About the author at Amazon:

"Greg Iles was born in 1960 in Germany, where his father ran the US Embassy medical clinic during the height of the Cold War. After graduating from the University of Mississippi in 1983, he performed for several years with the rock band Frankly Scarlet and is a member of the lit-rock group The Rock Bottom Remainders. His first novel, Spandau Phoenix, a thriller about Nazi war criminal Rudolf Hess, was published in 1993 and became a New York Times bestseller. Iles went on to write numerous bestselling novels including Third Degree, True Evil, Turning Angel, Blood Memory, The Footprints of God, the Natchez Burning trilogy, and 24 Hours (released by Sony Pictures as Trapped, with full screenwriting credit for Iles). He lives in Natchez, Mississippi."

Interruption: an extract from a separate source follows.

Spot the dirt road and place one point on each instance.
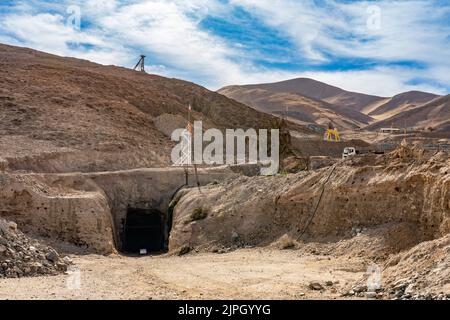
(243, 274)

From a reader's post at Amazon:

"...committing the perfect murder. It also explores a proposition that has long interested me as a biochemist and cell biologist. A trained molecular biologist who is also a psychopath could become a formidable murderer and terrorist, particularly if he had access to abundant resources. Iles pushes this theme further by having the individual serve with the Army Biological Warfare Program, then cooperate with a divorce lawyer who plots solutions to unhappy marriages (unsolvable murders). I like the fact that Iles has done considerable homework and sticks to the real concepts of molecular biology and virology in describing the basic science of his central proposition for his killer, rather than creating “science facts” to advance his plot, as some other novelists have." 

I've read several novels by Greg Iles and I'd read anything that he wrote.